Pour rendre visite à sa bonne amie à l’hôpital après qu’elle fut tombée malade, Zimbalist recourut à des subterfuges, à des manières de voleur, et n’hésitait pas à soudoyer les aides-soignantes. Il dormait sur une serviette, à même le sol de la salle, roulé en boule entre le lit et le mur. Dans la semi-obscurité, quand sa maîtresse appelait depuis les limbes de la morphine, il versait un peu d’eau entre ses lèvres desséchées et rafraîchissait son front au moyen d’un gant humide. La pendule murale de l’hôpital bourdonnait et s’emballait toute seule, ne cessant d’égrener des miettes de nuit avec son aiguille des minutes. Le matin, Zimbalist regagnait furtivement sa boutique de Ringelblum Avenue – il racontait à sa femme qu’il dormait là-bas parce qu’il ronflait trop fort – et attendait le gamin.

Presque tous les matins après la prière et l’étude, Mendel Shpilman passait en effet jouer aux échecs. Les échecs étaient autorisés, même si le rabbinat verbover et la communauté plus large des croyants y voyaient une perte de temps pour l’adolescent. Plus Mendel grandissait – plus ses résultats scolaires étaient éblouissants, plus sa réputation d’une intelligence inégalée croissait –, plus cette perte de temps paraissait dommageable. Ce n’était pas seulement la mémoire de Mendel, son sens de la dialectique, sa compréhension de la tradition, de l’histoire et du droit. Non, même enfant, Mendel Shpilman semblait déjà saisir intuitivement l’impétuosité du flot humain qui alimentait le droit et en retour nécessitait son système complexe de canaux et d’écluses. Peur, doutes, luxure, malhonnêteté, vœux rompus, amour et assassinat, incertitude sur les intentions de Dieu et des hommes, le petit Mendel voyait tout cela, non seulement dans ses abstractions araméennes, mais aussi quand les uns ou les autres apparaissaient dans le bureau paternel, enrobés de serge sombre et de la savoureuse langue maternelle de la vie de tous les jours. Si des conflits avaient jamais surgi dans l’esprit de l’adolescent, des doutes sur la pertinence du droit qu’il étudiait dans l’enceinte de la cour de justice verbover aux pieds d’une bande de ganèfs et d’escrocs grand format, ils ne s’étaient jamais manifestés. Pas quand il était encore un gosse qui croyait, ni quand vint le jour où il tourna le dos à tout ça. Il possédait le genre d’esprit capable de soutenir et de considérer des propositions contradictoires sans perdre le nord.
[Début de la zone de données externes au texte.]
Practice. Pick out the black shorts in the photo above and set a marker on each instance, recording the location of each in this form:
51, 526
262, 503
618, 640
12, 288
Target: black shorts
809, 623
C’était parce que les Shpilman étaient si fiers de son excellence en tant que fils et lettré juif qu’ils toléraient la facette de sa personnalité qui ne s’intéressait qu’au jeu. Mendel, toujours en mal de farces et de canulars, montait des pièces mettant en scène ses sœurs, ses tantes ou le canard. D’aucuns soutenaient que le plus grand miracle qu’eût accompli Mendel avait été de convaincre, année après année, son formidable père d’interpréter le rôle de la reine Vashti dans le pourimshpiel. La vision de ce sombre empereur, de cette montagne de dignité, de cette masse effroyable en train de se pavaner et de minauder en talons hauts ! Avec une perruque blonde ! Du rouge à lèvres et du fard à joues, des bracelets et des paillettes ! Cela avait dû être le plus horrible exploit de travestissement jamais produit par la juiverie ! Les gens adoraient ça. Et ils adoraient Mendel parce qu’il réussissait à renouveler l’événement chaque année. Mais ce n’était qu’une nouvelle preuve de l’amour que Heskel Shpilman portait à son fils. Et la même indulgence aimante avait permis à Mendel de perdre une heure quotidienne aux échecs, à condition que son adversaire fût choisi dans la communauté de Verbov.